Le colonel Randrianirina, Président de la Refondation, a souligné: « La langue malgache représente l’un des fondements de l’identité nationale. Malgré l’importance des langues étrangères dans l’accès aux connaissances, celles-ci ne doivent pas conduire à négliger la langue ancestrale. » Son développement exige une réflexion permanente sur l’enrichissement du vocabulaire ainsi que sur les traductions à l’oral et à l’écrit.
Le thème retenu cette année rappelle également la fonction fédératrice du malgache. Malgré l’existence de variantes régionales, il demeure une langue commune qui rassemble autour d’une identité partagée. Langue d’héritage et de transmission, elle accompagne l’évolution de la société tout en préservant ses racines.
Preuve de vitalité
Pour Harilala Ranjatohery, vice-président de la section Arts et Lettres de l’Académie, la capacité d’une langue à évoluer constitue la preuve de sa vitalité.

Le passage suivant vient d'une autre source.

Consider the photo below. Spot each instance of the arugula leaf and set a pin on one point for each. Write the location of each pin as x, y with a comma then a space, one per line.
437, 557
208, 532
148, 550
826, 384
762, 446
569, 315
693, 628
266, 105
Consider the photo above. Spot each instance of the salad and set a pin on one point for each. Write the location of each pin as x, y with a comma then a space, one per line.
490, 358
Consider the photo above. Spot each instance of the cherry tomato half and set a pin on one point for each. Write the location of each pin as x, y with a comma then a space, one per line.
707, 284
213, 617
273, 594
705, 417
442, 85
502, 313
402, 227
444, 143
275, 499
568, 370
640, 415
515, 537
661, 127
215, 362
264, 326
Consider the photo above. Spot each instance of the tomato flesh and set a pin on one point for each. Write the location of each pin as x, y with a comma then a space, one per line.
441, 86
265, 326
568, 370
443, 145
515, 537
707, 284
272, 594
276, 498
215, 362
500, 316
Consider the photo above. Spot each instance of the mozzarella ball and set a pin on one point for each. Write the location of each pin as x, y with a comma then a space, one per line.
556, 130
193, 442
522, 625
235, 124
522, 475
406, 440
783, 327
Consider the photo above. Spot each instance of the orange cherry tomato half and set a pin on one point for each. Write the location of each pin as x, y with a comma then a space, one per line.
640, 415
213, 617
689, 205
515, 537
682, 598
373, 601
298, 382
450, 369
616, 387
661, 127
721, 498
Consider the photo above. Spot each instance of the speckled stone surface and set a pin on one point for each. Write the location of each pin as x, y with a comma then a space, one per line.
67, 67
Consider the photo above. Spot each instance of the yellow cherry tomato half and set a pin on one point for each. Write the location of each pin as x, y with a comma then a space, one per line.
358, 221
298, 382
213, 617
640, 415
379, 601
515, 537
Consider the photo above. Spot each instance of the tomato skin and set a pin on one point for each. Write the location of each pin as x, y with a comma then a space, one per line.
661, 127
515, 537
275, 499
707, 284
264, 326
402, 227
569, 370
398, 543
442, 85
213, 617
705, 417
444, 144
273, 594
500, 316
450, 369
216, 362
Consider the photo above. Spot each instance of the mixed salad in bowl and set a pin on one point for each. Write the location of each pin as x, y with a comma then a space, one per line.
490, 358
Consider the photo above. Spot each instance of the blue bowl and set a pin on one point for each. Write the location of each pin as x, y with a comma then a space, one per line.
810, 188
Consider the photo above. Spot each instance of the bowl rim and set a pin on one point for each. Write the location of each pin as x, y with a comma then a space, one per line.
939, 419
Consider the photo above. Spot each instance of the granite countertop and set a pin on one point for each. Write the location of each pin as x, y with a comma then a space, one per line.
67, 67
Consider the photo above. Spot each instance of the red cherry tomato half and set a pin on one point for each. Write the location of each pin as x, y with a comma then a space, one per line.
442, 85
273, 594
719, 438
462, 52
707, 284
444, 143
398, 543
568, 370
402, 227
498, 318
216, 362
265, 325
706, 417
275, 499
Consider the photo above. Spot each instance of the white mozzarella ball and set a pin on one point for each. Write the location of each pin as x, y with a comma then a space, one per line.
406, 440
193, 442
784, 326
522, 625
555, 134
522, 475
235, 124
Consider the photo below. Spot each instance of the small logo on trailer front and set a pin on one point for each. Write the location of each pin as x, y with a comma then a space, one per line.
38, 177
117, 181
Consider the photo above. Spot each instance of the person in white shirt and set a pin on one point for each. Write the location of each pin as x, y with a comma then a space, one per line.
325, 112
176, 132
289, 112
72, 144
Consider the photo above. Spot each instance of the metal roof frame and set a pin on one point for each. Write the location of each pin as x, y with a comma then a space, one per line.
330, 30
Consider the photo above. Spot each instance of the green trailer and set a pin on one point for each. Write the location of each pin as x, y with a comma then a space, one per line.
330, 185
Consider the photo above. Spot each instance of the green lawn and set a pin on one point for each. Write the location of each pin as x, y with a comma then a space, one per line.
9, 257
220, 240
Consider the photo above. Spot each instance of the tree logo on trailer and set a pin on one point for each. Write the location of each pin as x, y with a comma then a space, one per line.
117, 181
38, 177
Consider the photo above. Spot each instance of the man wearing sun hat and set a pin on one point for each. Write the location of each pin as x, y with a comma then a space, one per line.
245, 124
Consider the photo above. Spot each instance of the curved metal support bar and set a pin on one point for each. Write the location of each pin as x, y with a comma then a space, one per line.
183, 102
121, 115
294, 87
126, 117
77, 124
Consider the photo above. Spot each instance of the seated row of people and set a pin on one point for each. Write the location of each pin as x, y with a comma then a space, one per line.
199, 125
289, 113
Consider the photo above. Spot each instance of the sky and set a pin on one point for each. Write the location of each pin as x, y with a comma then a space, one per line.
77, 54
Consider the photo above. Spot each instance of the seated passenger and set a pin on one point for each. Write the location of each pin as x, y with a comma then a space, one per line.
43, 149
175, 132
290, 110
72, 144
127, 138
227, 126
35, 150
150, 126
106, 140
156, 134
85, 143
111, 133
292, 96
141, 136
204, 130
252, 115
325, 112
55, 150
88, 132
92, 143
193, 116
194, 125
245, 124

Selon lui : « Comme toutes les langues vivantes, le malgache s’adapte aux différentes périodes de l’histoire et aux changements de la société; son évolution montre qu’il demeure une langue utilisée, entendue et transmise au quotidien. »
L’introduction constante de nouvelles connaissances, technologies et pratiques impose en effet la création ou l’adaptation de vocabulaires appropriés. Une démarche loin d’être exceptionnelle. Selon lui : « Toutes les langues du monde empruntent des termes ou les adaptent afin de répondre à de nouveaux besoins. » Le malgache suit cette même dynamique et dispose des ressources nécessaires pour exprimer les notions liées aux différents domaines du savoir.
Le spécialiste rappelle également que la langue malgache figure parmi les centaines de langues recensées à travers le monde. Sa richesse repose autant sur son histoire que sur sa capacité à intégrer de nouveaux concepts tout en conservant son identité. D’où l’importance de son usage quotidien, que ce soit dans les familles, les établissements scolaires, les milieux professionnels ou encore les espaces publics.
Selon Ranjatohery : « La langue joue un rôle fondamental dans la transmission de l’identité nationale. Elle constitue le lien qui unit les générations successives au sein d’un même peuple et participe à la préservation de la mémoire collective. »
Coordonné par l’Académie malgache, avec la participation du ministère de la Communication et de la Culture ainsi que de nombreuses associations, le Mois de la langue malgache se déroulera tout au long du mois de juin. Plusieurs initiatives seront organisées à Madagascar comme à l’étranger afin de promouvoir l’usage et le développement de la langue.